The "bottom line," according to Health Canada, is that "the product is being promoted for treatment of serious psychiatric disorders without having undergone rigorous testing necessary for all drug products to demonstrate their safety and efficacy... The distributors of Empowerplus have recommended the discontinuation or lowering of doses of medication prescribed by physicians. This can lead to serious adverse health effects."

Health Canada concedes its actions have caused an uproar. A senior official told me he'd seldom seen such anger and bitterness. "People were going nuts," he said, noting many patients and their families traveled to Ottawa to protest.

So Health Canada has done something extremely unusual. In a bizarre sort of way, it's the Canada-U.S. Internet pharmacy saga in reverse.

To guide Empowerplus users to their pills, it has laid out a kind of road map on its website. Under the "Human Use Drugs for Personal Use Enforcement" directive, people can import Empowerplus directly from the U.S. -- where it can be manufactured because it is regulated as a dietary supplement there -- for their own use or use by their families. "For an importation of Empowerplus to qualify as a personal importation, the permitted quantity is limited to four bottles of 252 tablets, which represents a 90-day supply of the current formulation," the website states. That level of detailed assistance is almost unprecedented in the federal bureaucracy, and it is a deeply humane gesture. Nobody is going to stop Sheila Stanley from getting pills for her daughter, so why not ease the way?

After all, they are vitamins.

Anthony Stephan says Truehope has also sued the federal government over its actions, although it is difficult to see how the company could prevail. A few politicians, such as Canadian Alliance MP James Lunney, a chiropractor, have taken up the cause, arguing there must be more latitude for alternative health care products in Canada.

Do the pig pills live up to their legend?

Perhaps in some cases. And legitimate, peer-reviewed research has long made the link between nutrients and mental health.

In December, a Finnish study published in the journal BioMed Central Psychiatry found depression patients responded significantly better to treatment if they had high levels of vitamin B12 in their blood.
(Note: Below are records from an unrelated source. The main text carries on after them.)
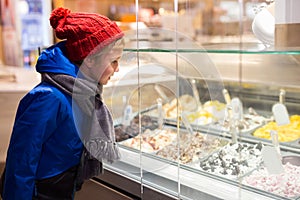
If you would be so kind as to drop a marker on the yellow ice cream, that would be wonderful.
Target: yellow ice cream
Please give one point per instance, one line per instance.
(286, 133)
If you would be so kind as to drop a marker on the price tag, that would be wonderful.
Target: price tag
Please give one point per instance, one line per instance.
(272, 160)
(280, 114)
(237, 109)
(160, 117)
(187, 123)
(127, 115)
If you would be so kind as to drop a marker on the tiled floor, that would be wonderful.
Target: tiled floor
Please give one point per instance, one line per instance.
(92, 191)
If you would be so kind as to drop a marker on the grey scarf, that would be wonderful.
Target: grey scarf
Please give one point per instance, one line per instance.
(99, 141)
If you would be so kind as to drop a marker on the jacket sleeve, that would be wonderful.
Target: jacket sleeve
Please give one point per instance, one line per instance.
(36, 119)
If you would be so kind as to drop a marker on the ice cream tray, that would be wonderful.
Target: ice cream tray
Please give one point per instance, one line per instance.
(225, 161)
(258, 174)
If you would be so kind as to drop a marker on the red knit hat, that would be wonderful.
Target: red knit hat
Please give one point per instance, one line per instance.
(83, 31)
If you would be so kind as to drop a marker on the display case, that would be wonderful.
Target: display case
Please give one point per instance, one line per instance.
(198, 119)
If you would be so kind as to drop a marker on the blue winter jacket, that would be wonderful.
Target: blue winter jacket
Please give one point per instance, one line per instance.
(44, 140)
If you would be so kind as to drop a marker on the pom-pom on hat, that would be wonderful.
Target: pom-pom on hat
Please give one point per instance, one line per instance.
(84, 32)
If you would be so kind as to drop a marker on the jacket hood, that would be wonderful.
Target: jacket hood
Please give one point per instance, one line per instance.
(54, 60)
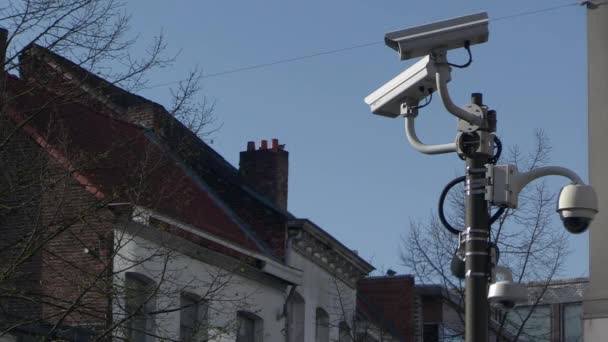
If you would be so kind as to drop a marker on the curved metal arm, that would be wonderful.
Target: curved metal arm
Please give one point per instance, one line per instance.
(441, 75)
(412, 138)
(525, 178)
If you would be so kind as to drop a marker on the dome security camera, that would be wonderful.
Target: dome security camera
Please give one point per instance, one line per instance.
(506, 294)
(577, 206)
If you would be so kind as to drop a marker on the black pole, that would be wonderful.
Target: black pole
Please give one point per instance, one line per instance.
(476, 245)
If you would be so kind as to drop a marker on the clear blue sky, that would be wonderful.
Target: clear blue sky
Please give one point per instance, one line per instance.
(352, 172)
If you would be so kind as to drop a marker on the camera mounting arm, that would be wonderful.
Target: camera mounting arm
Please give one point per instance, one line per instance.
(409, 110)
(505, 182)
(442, 75)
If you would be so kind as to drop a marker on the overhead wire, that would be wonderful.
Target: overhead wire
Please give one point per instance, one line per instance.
(364, 45)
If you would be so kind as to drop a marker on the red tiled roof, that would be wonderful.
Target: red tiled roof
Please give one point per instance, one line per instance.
(116, 159)
(388, 301)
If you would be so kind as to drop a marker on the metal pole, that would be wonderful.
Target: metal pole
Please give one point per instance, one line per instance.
(595, 300)
(476, 246)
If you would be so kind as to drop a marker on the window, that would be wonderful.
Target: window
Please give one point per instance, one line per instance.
(295, 316)
(139, 303)
(249, 327)
(321, 326)
(192, 318)
(344, 332)
(536, 328)
(572, 322)
(430, 332)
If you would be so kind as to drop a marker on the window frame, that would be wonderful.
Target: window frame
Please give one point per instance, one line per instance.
(139, 282)
(200, 330)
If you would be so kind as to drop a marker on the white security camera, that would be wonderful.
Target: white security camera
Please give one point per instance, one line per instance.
(443, 35)
(409, 87)
(505, 292)
(577, 206)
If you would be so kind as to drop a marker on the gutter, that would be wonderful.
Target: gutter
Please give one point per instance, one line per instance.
(291, 275)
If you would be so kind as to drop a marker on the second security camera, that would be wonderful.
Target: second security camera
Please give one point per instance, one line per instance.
(410, 86)
(577, 206)
(443, 35)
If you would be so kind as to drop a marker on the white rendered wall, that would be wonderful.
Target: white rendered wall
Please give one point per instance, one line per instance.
(320, 289)
(176, 271)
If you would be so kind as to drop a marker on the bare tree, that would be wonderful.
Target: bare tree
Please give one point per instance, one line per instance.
(528, 242)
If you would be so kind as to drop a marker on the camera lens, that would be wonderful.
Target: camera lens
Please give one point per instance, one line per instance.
(576, 225)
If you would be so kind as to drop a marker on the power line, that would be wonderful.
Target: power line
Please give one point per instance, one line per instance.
(548, 9)
(363, 45)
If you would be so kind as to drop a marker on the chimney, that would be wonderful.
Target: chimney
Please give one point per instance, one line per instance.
(266, 170)
(3, 47)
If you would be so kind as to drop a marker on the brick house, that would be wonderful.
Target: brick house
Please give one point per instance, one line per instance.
(118, 222)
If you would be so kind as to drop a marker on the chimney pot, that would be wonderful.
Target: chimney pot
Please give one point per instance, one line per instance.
(267, 173)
I suspect future research will show some mental illness is related, in part, to nutrient deficiency. And two patients with the same diagnosis may be ill for quite different genetic reasons; one may respond to products like Empowerplus, while the other may not.

But the product is represented as effective in treating a wide range of disorders, including attention deficit hyperactivity disorder, anxiety disorder, autism, bipolar disorder, fibromyalgia, obsessive compulsive disorder, panic attacks, schizophrenia and Tourette's syndrome. That's a big red flag all by itself.

If companies like Truehope expect to make a contribution to medicine in the 21st century, they will have to come up with more than anecdotes and legends. Sooner or later, the company and the product will have to put up or shut up: go through formal clinical trials or stop promising to treat some of the most desperate and vulnerable members of our society.

Brad Evenson is a medical reporter for the National Post.